Find the holomorphic function $f(z)=u+iv$ the most general 
Show that $v(x,y)=xy$ is a harmonic function (done) and find the
  holomorphic function $f(z)=u+iv$ the most general.

We know that if $f$ is holomorphic, than it must satisfy the Cauchy-Riemann equations. So $\frac{\partial u}{\partial x}=\frac{\partial v}{\partial y}=x$ and $\frac{\partial u}{\partial y}=-\frac{\partial v}{\partial x}=-y$, and I found the function $f(z)=(\frac{x^2}{2}+c)+ixy$. Am I right or I have to modify something?
 A: If $u_x(x,y) = x$, then $u(x,y) = \frac{x^2}{2}+h(y)$. Then $u_y(x,y) = h'(y) = -y$, whence $h(y) = -\frac{y^2}{2}+c$. So $u(x,y) = \frac{x^2-y^2}{2}+c$ and $$f(x,y) = \frac{x^2-y^2}{2}+c + ixy.$$The mistake was the following: when you integrated $u_x(x,y) = x$, the "constant" of integration is not actually a constant, but a function of the other variables. 
Finally, note that for $c = 0$, we've found $f(z) = z^2/2$.

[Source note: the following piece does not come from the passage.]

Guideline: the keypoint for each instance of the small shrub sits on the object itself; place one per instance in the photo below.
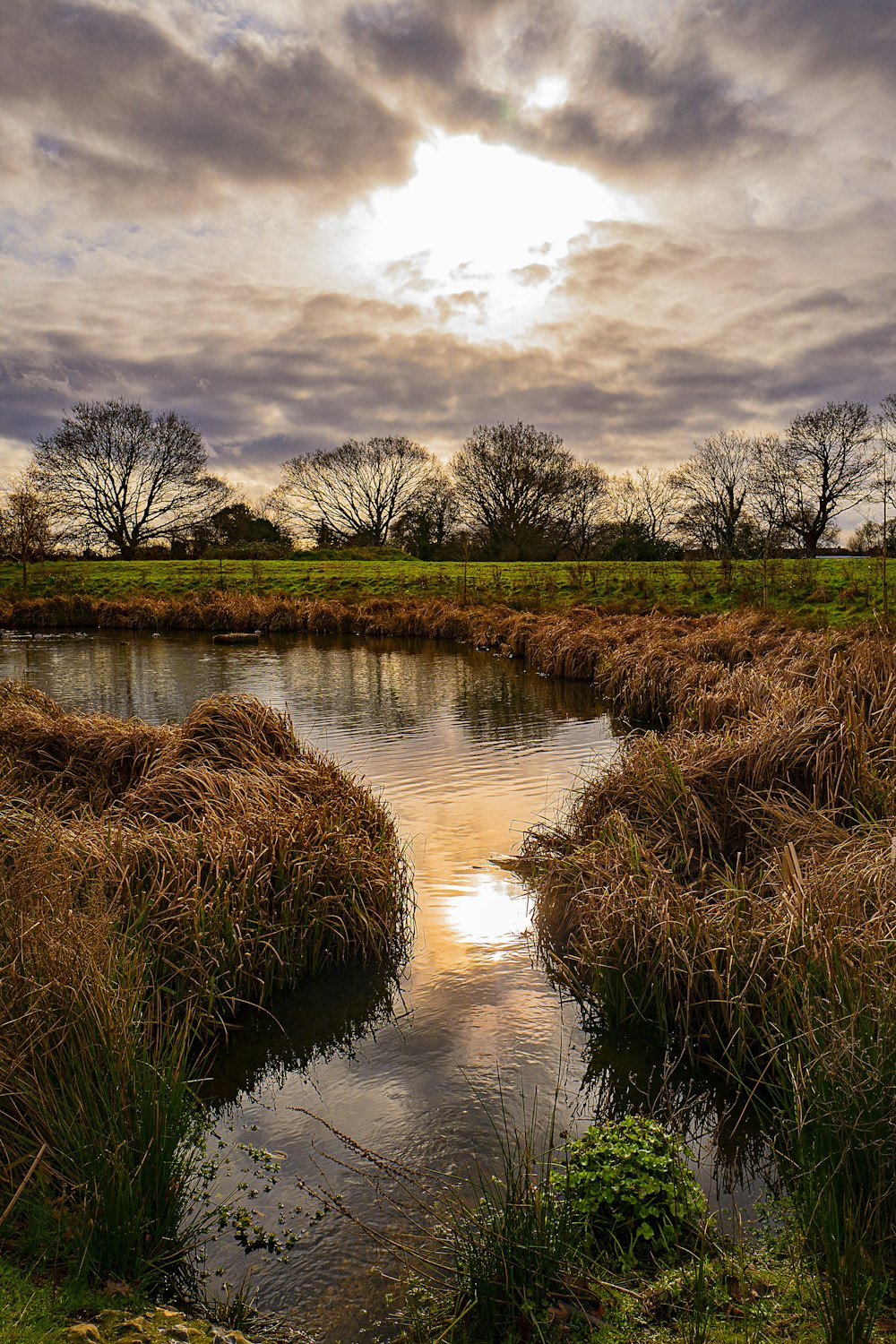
(630, 1185)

A: This question has been considered from the point of view of differential equations issued from Cauchy-Riemann conditions.
I would like to point out a geometrical aspect of the question.
First of all, I advise you to have a look at Fig. 7 (left) of the interesting lecture notes http://www.math.umn.edu/~olver/ln_/cml.pdf
The curves in red are $xy=$const., the curves in blue are $x^2-y^2=$ const., i.e., the level curves of your $u$ and $v$ (hyperbolas in both cases). These level curves are othogonal: this is a completely general property. 
If you go further in the lecture notes of Olver, you fill see how all this can be "seen" for example in terms of fluid dynamics, displying a kind of "duality" between the two conjugate functions $u$ and $v$.